- Born: Martin Paul Cohan July 4, 1932 San Francisco, California, U.S.
- Died: May 19, 2010 (aged 77) Pacific Palisades, California, U.S.
- Resting place: Mount Sinai Memorial Park Cemetery
- Education: Stanford University
- Occupations: Television producer, screenwriter
- Relatives: Rhoda Gemignani (sister)
- Writing career
- Notable work: Who's the Boss?

= Martin Cohan =

American producer and screenwriter (1932–2010)

Martin Paul Cohan (July 4, 1932 – May 19, 2010), credited as Marty Cohan, was an American television producer and screenwriter. He co-created the sitcom Who's the Boss?, which aired on the American Broadcasting Company (ABC) from 1984 to 1992, with business partner Blake Hunter. Cohan is also credited with creating Silver Spoons, which ran on the National Broadcasting Company NBC from September 25, 1982, to May 11, 1986, and in first-run syndication from September 27, 1986, to May 30, 1987 and launched the career of actor Ricky Schroder.

==Biography==

===Early life===
Cohan was born in San Francisco, California, on July 4, 1932. He graduated from Lowell High School before attending Stanford University as a pre-law major. He worked several jobs to put himself through school, suffering injuries that required back surgery. After the surgery, he changed his major to drama. He received a bachelor's degree in theater arts in 1955.

===Career===
Cohan began working as a stage manager and assistant director at ABC after his graduation from Stanford University. He worked in film and documentaries during this stage in his career, including the 1970 film, Catch-22, directed by Mike Nichols. Cohan created a documentary called The Children of Paris before taking a position in a documentary firm owned by David L. Wolper. Cohan's work as a writer and researcher for the documentaries Hollywood and the Stars in 1963 and Let My People Go: The Story of Israel in 1965 also led to a job working in Universal Television's documentary department.

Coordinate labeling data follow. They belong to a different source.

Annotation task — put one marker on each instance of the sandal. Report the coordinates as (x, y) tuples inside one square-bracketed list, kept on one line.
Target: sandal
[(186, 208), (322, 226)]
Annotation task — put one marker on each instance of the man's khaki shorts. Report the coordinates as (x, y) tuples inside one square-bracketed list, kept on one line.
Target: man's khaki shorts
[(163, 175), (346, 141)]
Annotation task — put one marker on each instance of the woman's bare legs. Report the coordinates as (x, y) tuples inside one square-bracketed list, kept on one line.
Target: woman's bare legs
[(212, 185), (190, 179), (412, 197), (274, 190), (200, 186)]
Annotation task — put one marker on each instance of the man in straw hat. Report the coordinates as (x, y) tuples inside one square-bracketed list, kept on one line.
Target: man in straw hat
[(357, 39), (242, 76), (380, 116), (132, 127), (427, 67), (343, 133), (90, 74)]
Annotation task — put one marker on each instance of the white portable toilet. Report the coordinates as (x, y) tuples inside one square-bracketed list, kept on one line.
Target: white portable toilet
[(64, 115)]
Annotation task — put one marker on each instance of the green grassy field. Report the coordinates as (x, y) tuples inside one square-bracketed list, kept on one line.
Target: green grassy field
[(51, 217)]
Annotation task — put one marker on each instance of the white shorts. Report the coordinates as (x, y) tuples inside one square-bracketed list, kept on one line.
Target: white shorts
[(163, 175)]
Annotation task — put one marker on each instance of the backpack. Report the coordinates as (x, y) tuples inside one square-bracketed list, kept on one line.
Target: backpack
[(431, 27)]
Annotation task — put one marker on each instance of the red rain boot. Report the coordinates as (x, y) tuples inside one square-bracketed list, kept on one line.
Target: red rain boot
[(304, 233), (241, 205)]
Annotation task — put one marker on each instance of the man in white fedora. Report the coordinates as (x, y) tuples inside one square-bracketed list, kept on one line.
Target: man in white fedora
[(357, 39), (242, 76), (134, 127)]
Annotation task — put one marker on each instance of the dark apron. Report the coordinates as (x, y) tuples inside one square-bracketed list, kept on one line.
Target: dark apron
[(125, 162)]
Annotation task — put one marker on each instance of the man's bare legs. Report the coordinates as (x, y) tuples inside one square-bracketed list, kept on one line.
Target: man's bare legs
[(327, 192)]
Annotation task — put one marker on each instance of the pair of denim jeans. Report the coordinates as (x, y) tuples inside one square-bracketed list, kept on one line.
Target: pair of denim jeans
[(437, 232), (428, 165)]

During the 1970s, Cohan transitioned to writing for sitcoms, including All in the Family and The Odd Couple. In 1971, he achieved professional recognition as an assistant director on The Mary Tyler Moore Show. He was awarded the best comedy episode award from the Writers Guild of America for his screenwriting on the show in 1972. Cohan was also the recipient of an NAACP award for furthering interracial understanding during the 1970s. After leaving The Mary Tyler Moore Show, Cohan directed, produced, and wrote for The Bob Newhart Show and was co-producer of The Ted Knight Show.

Martin Cohan was the co-producer/co-executive producer from 1979 to 1985 on Diff'rent Strokes. In the early 1980s, he created the sitcom Silver Spoons, starring Ricky Schroder, which ran from 1982 to 1987. He also co-created Who's the Boss? with business partner Blake Hunter. The sitcom, starring Tony Danza, Judith Light, Alyssa Milano, Danny Pintauro and Katherine Helmond, ran from 1984 to 1992. Cohan's sister, actress Rhoda Gemignani, had a recurring role as Mrs. Rossini on the show. Cohan and Hunter also worked as creative consultants on The Upper Hand, the British version of Who's the Boss?, that debuted in 1990 and aired for seven seasons on the ITV network in the United Kingdom.

Cohan also penned scripts for episodes of numerous other television shows, including Love, American Style and The Love Boat.

Martin Cohan died at his home in Pacific Palisades, California, of large-cell lymphoma on May 19, 2010, at the age of 77. He was survived by his wife, Dawn, a son, a daughter, two stepchildren, a step-grandson, and a sister. His memorial service was held at Mt. Sinai's Chapel Tenach in Forest Lawn.

Cohan's longtime business partner, Blake Hunter, was quoted in Variety as saying: "Marty is the brother I wish I had, the talent I stood in awe of, and the friend I can never replace."